Focusing solely on his third presidential bid, U.S. Rep. Ron Paul, R-Tx., announced Tuesday he will not seek re-election for a 13th term in the House of Representatives. Observers contend Paul, who is the father of U.S. Sen. Rand Paul, R-Ky., is an excellent fundraiser who would have easily retained his seat despite redistricting, but the 75-year-old congressman felt it was time to move on and put his energy into one last bid for the White House.
“I felt it was better that I concentrate on one election,” Paul told a Texas newspaper. “It’s about that time when I should change tactics.”
The retirement will take the country’s most prominent libertarian voice out of Washington, after years of redefining conservative politics. Opposing increases in the debt ceiling, supporting a more isolationist foreign policy, abolishing the Fed — all longtime Paul mainstays that would have been laughed off only a few years ago — are now well within the Republican mainstream. And it provides yet another signal that Paul plans to take a more intense approach to the 2012 campaign — he’s already stepped up his presence on the trail in Iowa and New Hampshire — adding to a strong fundraising operation that raised $4.5 million in the second quarter.

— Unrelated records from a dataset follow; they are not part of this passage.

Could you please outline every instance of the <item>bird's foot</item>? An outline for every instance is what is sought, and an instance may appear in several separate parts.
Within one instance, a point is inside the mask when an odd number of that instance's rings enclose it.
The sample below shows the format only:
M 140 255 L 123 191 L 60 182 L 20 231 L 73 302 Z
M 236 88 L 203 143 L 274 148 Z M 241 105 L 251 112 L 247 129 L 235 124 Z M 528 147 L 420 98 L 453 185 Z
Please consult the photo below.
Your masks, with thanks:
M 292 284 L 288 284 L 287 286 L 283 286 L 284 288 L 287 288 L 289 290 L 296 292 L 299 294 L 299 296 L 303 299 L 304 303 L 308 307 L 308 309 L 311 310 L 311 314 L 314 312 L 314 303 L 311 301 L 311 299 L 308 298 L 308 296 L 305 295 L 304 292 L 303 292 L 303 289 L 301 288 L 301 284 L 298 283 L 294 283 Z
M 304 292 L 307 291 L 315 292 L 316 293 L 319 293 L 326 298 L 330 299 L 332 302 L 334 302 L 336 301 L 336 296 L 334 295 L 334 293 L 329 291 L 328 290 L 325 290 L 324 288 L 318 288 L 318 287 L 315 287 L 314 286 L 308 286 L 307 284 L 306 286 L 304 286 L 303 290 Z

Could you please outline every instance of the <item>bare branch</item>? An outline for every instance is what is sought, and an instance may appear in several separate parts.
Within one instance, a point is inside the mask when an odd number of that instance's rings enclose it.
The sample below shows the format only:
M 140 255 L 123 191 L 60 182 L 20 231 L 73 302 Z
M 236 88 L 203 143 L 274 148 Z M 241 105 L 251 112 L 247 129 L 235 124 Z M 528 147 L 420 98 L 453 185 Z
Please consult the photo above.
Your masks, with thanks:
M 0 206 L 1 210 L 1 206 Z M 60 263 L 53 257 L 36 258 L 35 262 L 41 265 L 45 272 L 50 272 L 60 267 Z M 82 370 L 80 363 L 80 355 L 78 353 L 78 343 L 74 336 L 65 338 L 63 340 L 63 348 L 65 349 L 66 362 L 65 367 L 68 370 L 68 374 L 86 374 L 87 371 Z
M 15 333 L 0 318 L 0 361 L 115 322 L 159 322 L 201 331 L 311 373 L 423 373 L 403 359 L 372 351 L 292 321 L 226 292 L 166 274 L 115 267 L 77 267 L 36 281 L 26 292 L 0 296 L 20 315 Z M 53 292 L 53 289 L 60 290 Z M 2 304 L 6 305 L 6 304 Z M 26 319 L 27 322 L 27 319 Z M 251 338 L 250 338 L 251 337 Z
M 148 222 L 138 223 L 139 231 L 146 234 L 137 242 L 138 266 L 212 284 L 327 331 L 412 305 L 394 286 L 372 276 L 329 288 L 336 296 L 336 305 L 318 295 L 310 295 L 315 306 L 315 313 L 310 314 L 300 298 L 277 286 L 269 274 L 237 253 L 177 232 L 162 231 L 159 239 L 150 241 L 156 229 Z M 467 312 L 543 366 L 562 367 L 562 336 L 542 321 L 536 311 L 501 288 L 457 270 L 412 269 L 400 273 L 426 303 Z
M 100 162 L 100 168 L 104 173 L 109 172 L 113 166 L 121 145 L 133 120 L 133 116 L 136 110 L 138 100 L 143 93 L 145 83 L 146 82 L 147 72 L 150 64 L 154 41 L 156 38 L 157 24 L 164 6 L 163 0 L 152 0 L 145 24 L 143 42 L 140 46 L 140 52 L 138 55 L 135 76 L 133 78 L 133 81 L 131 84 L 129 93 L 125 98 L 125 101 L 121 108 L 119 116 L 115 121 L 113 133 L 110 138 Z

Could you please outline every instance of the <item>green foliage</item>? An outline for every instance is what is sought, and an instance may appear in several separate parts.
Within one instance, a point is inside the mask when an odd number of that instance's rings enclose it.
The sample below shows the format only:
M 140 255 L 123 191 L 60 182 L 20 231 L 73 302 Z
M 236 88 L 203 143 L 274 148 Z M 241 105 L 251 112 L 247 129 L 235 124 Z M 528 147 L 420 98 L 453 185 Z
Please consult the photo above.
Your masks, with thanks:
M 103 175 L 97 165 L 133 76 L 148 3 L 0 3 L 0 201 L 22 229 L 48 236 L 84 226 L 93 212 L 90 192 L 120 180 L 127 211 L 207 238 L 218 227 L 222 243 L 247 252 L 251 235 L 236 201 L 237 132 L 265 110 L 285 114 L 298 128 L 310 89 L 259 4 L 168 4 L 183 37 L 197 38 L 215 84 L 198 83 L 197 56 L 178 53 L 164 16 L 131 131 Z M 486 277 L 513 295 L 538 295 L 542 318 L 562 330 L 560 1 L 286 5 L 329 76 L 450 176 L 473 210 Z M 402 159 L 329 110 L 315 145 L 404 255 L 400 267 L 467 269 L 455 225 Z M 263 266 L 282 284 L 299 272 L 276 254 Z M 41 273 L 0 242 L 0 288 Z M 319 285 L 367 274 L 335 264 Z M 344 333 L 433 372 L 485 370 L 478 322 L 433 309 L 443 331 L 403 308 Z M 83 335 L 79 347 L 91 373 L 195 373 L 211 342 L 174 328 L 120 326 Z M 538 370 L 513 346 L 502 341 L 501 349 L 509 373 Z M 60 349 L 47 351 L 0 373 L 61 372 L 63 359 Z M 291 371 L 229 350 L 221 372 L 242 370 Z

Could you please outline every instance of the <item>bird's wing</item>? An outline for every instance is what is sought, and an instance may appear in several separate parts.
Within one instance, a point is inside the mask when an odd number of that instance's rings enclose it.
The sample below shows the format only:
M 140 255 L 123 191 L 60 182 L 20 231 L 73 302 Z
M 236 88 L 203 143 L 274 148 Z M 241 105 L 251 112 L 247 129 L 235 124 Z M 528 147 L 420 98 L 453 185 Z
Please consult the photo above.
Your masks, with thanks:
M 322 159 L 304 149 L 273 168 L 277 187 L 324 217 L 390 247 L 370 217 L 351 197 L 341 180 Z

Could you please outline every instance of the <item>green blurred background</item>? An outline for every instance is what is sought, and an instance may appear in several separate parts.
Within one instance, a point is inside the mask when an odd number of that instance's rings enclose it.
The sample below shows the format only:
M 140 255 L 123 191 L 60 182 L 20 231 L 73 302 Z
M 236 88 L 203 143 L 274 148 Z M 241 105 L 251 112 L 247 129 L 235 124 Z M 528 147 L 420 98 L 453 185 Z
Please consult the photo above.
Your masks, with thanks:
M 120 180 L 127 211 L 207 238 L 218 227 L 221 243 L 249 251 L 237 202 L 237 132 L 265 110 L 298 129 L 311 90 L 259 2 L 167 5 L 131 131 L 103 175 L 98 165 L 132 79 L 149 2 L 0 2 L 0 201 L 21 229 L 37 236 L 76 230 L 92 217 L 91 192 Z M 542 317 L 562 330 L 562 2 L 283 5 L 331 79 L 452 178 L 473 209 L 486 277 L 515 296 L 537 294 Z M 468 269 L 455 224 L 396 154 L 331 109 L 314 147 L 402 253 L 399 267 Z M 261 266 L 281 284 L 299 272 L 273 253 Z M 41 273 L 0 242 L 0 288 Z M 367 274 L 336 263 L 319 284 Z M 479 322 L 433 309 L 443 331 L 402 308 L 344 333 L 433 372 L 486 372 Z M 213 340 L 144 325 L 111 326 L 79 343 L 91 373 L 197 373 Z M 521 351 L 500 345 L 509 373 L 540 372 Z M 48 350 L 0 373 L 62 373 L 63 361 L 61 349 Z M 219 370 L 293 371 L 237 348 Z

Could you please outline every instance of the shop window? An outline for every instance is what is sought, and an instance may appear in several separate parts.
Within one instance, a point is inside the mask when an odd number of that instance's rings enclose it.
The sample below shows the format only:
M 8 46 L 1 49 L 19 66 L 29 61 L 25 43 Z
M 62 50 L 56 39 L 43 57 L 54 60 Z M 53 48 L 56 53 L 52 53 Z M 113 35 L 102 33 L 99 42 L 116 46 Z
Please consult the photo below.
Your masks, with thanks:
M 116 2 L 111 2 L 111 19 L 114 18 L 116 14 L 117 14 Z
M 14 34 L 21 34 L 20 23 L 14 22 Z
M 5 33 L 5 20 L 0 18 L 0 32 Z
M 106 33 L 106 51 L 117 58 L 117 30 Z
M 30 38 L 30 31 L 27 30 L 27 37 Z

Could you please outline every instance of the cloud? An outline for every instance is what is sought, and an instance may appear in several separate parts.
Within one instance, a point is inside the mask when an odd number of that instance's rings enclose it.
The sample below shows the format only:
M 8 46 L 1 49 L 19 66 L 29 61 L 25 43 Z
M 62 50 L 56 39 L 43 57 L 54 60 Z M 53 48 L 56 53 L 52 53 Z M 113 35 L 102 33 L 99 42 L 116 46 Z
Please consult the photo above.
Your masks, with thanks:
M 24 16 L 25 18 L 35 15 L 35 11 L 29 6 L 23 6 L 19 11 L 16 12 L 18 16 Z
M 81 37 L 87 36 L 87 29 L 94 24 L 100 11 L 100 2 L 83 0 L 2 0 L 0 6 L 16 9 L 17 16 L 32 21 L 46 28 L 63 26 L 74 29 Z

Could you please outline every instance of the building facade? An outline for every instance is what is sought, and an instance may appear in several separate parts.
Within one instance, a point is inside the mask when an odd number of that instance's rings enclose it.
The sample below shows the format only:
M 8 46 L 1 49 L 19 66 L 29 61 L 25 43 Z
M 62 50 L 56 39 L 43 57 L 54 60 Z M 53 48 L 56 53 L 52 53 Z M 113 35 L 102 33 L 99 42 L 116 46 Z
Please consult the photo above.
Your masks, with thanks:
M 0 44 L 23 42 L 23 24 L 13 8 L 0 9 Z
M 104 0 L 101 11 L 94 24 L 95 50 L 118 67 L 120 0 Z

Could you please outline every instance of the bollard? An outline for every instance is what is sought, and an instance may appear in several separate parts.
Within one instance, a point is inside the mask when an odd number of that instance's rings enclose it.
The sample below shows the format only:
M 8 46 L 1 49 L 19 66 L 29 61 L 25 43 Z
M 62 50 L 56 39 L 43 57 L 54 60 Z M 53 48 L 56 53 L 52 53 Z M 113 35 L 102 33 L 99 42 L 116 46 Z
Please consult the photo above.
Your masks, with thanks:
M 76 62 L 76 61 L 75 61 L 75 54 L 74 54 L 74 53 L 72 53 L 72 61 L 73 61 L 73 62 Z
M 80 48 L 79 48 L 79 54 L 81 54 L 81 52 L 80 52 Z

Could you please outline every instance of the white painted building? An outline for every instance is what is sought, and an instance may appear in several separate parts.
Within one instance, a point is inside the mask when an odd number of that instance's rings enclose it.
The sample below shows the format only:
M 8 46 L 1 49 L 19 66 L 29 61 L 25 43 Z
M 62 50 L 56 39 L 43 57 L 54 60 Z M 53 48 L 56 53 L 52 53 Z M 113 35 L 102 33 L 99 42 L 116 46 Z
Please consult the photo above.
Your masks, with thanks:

Paul served five terms in the House before retiring ahead of the 1984 election. He ran for president as the Libertarian Party candidate in 1988, then returned to Congress in 1996, where he grew into the leading voice of libertarian politics in Washington and a harbinger of policy positions that have moved into the mainstream. And he’s developed a fiercely devoted if narrow following, along with much of the credit for seeding the tea party movement.